Teresa Wright, looking as pretty and wholesome as a Rockwell painting, stars as Charlie, daughter of the wholesome Joseph and Emma Newton (Henry Travers and Patricia Collinge) and the pride of bucolic Santa Rosa, CA. Her mother named her after her uncle Charlie who, when we meet him, is in Massachusetts, lying next to a pile of money and about to evade a pair of trailing detectives. Meanwhile, on the West Coast, his namesake is lying on her bed, thinking of telegraphing him when a telegraph arrives. The announcement that he’s coming to visit proves to her that they are connected — “like twins,” she reminds her family.

Uncle Charlie (the great Joseph Cotten) arrives at the train station and immediately settles in. In time, he surprises his niece by tearing up the evening paper, roughly grabbing her arm and giving a truly disturbing speech at the dinner table. She stills wants to believe in Uncle Charlie, in part because of how much he means to her mother. But when two reporters show up to write about the family in a magazine feature but only seem interested in learning about the recent visitor, the beans get spilled. And young Charlie, filled with doubt, begins her own investigation.

The image of twirling dancers is being telegraphed between the two Charlies, as well as the melody of a waltz. When the young Charlie learns that police are searching for the “Merry Widow Murderer,” clues begin to fall into place.

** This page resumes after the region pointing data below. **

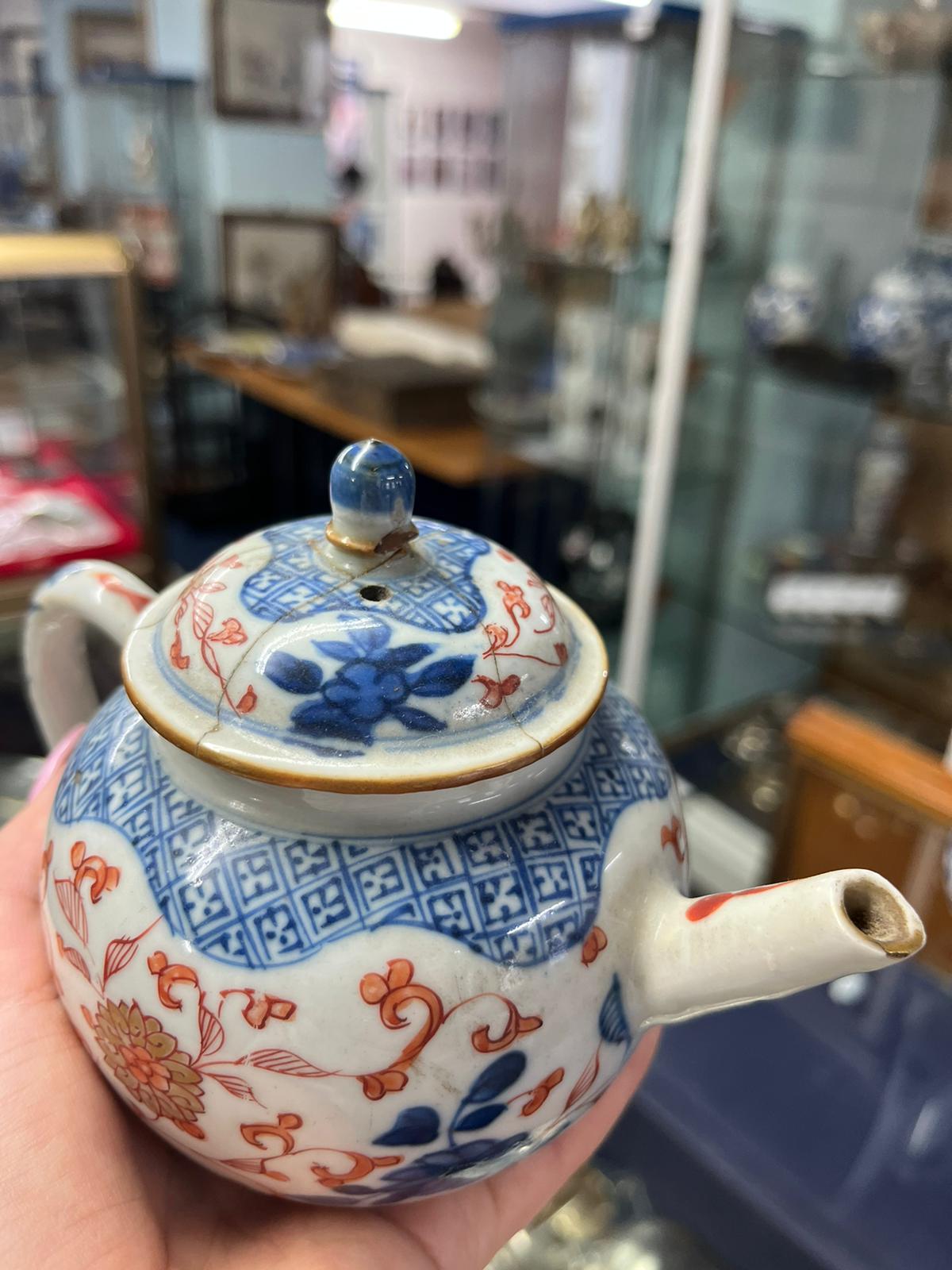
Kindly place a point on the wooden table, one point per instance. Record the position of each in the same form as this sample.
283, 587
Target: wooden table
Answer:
457, 454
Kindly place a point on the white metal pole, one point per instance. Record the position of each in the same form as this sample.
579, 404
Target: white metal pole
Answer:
689, 234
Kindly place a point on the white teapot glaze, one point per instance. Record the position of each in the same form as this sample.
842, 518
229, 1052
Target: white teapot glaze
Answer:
361, 891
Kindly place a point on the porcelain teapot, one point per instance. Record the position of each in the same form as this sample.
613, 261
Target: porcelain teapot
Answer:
367, 883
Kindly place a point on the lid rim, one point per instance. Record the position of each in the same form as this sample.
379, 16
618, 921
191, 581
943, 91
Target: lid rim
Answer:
254, 770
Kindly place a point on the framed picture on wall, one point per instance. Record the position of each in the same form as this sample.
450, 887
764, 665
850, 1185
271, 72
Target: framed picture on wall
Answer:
271, 59
108, 44
281, 268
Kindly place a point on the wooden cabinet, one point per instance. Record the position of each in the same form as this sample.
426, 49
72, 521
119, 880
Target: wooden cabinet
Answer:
862, 798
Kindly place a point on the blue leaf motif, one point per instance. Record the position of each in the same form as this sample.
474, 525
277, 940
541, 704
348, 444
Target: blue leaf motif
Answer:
371, 685
294, 673
442, 1164
441, 679
480, 1118
612, 1024
416, 719
497, 1077
319, 719
414, 1127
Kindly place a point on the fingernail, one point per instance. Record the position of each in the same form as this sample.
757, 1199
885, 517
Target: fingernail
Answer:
55, 757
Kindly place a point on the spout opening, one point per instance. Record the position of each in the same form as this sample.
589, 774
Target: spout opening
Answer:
881, 916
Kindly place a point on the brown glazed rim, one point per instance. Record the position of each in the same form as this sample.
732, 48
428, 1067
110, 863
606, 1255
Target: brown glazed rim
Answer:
254, 770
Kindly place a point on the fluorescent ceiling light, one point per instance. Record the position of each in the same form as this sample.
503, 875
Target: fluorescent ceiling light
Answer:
393, 18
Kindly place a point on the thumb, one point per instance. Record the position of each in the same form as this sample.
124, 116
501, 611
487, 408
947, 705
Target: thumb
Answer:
22, 838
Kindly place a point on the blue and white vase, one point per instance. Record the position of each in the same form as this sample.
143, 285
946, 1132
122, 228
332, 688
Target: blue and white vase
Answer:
889, 324
365, 886
785, 309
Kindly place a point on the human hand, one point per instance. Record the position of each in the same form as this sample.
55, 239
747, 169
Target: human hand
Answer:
84, 1184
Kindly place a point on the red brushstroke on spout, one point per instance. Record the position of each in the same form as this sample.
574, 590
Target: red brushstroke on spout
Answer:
708, 905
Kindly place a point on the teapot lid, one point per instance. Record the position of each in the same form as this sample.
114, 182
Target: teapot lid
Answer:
366, 652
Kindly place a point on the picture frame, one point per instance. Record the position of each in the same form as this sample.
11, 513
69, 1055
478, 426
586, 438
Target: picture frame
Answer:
281, 268
108, 44
270, 59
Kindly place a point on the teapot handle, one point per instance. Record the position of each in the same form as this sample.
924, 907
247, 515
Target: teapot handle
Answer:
55, 657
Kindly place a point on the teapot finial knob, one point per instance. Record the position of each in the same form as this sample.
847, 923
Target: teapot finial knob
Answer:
372, 489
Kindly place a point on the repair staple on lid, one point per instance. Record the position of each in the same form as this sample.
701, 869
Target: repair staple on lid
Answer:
365, 651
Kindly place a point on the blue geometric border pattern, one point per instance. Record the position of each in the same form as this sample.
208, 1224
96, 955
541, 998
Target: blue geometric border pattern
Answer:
520, 889
294, 584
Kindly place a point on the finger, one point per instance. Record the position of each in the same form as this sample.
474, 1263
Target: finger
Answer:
22, 838
465, 1230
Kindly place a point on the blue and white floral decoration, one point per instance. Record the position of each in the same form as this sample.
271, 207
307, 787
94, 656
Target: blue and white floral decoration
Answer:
374, 683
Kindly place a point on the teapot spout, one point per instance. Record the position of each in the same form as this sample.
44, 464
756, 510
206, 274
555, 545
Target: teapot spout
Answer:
750, 945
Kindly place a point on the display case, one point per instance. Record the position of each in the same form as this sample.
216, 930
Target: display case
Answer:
75, 473
808, 533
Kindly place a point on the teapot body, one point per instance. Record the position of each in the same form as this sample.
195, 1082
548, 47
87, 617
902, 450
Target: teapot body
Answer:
357, 1000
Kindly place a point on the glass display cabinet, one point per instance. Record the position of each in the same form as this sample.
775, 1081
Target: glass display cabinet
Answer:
75, 473
805, 541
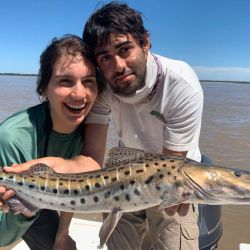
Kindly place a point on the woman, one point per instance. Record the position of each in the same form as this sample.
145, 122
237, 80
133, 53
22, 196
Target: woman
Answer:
68, 86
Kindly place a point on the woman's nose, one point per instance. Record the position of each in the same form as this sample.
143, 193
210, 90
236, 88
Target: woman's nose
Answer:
79, 91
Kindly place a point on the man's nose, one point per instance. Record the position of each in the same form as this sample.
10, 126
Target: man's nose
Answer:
120, 63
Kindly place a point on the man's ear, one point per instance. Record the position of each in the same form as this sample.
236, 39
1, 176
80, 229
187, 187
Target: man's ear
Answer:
147, 43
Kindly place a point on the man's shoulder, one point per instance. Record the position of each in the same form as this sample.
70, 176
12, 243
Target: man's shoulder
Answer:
179, 71
174, 65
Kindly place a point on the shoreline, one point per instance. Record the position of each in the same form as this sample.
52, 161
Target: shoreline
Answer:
202, 81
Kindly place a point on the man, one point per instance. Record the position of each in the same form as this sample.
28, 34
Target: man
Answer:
156, 105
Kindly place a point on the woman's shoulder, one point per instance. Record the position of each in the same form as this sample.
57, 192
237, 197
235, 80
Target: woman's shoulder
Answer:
22, 120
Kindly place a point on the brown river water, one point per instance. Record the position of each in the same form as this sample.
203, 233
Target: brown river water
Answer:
225, 138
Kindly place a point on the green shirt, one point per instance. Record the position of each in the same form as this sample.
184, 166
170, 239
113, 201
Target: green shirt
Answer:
22, 138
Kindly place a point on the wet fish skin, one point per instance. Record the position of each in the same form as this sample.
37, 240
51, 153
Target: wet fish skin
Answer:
132, 180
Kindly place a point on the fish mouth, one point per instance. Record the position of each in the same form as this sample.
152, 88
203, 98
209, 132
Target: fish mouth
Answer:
76, 108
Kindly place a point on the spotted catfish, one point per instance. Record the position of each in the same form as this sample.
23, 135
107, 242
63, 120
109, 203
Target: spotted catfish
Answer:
132, 180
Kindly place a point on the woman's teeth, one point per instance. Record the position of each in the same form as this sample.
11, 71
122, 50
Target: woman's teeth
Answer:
75, 107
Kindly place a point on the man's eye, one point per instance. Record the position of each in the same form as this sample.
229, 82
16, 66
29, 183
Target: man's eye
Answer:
89, 83
123, 51
65, 82
105, 58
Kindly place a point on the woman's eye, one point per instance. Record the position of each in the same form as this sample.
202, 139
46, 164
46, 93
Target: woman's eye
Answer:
65, 82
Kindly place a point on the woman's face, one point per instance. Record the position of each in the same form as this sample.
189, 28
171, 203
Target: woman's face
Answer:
71, 92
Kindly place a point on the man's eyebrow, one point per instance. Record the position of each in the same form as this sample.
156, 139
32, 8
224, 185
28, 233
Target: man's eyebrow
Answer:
105, 51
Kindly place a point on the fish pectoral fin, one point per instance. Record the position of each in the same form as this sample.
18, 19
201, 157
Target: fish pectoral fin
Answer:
109, 225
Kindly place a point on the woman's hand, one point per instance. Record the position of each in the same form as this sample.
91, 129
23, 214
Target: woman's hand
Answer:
78, 164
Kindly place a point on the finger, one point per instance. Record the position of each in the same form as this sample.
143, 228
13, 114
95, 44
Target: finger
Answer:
8, 194
171, 210
5, 208
183, 209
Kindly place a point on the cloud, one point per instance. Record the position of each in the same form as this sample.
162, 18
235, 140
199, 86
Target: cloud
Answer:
223, 73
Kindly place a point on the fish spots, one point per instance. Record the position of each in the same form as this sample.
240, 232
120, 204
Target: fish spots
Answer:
178, 184
75, 192
116, 198
132, 182
139, 171
107, 195
149, 180
237, 174
96, 199
127, 172
66, 191
127, 197
97, 185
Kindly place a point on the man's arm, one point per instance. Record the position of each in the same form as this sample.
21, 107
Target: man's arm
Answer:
95, 138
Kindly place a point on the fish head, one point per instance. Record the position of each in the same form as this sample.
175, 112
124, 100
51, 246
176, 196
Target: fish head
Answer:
218, 185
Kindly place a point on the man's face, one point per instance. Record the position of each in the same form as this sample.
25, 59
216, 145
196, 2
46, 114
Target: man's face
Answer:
123, 63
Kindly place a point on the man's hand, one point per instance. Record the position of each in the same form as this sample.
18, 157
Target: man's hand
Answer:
181, 209
5, 194
52, 162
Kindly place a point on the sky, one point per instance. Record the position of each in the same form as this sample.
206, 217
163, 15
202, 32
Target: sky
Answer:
213, 36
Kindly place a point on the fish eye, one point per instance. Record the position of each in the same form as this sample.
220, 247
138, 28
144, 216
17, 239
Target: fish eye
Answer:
237, 174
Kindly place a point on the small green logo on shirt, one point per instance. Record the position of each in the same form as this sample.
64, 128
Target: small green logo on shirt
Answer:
158, 115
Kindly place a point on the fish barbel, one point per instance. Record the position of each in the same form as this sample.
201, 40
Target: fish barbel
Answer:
132, 180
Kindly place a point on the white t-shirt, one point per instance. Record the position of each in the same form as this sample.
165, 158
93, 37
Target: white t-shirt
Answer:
171, 119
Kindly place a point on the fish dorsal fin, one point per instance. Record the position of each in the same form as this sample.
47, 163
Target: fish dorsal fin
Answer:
123, 155
42, 170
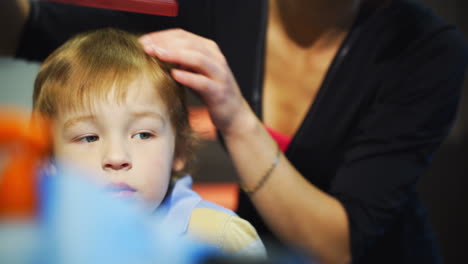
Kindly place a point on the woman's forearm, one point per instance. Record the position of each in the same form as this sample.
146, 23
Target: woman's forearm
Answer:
14, 14
297, 211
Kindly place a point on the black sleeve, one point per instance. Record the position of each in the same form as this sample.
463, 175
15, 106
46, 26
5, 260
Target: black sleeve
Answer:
394, 140
51, 24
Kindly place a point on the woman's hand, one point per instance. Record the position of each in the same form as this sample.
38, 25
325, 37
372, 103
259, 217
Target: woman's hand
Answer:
204, 69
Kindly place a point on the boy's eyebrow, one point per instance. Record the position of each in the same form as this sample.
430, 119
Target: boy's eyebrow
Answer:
72, 121
149, 114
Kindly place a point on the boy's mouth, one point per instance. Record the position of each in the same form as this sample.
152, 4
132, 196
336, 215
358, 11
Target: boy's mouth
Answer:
120, 189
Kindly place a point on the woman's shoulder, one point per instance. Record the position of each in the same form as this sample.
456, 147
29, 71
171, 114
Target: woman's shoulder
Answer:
226, 231
401, 26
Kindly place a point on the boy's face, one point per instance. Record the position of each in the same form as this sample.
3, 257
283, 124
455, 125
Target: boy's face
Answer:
129, 146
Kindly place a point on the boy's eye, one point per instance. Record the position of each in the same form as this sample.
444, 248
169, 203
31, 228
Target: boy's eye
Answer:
144, 135
89, 139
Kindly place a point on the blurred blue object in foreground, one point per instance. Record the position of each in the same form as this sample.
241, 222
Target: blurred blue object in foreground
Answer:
79, 223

The relationship between niece and uncle change, and not for the better.

A highlight of the film for me is the peculiar friendship of father Joseph and Herbie Hawkins (Hume Cronyn) who are as hooked on true-crime stories and their own theories on how to perform the perfect murder, they are unaware of how much they creep out those around them. And the precocious, glasses-wearing young daughter — a standard role in films during these years — adds to the quiet screwball nature of the Newton household.

Shadow of a Doubt is much more serene than Psycho, much more bucolic than Vertigo, much, much less incontinence-invoking than The Birds. But its conflict — that young Charlie will destroy her family by telling them what she suspects about Uncle Charlie — is a clever-enough hook to make it memorable among all the other Hitchcockian classics.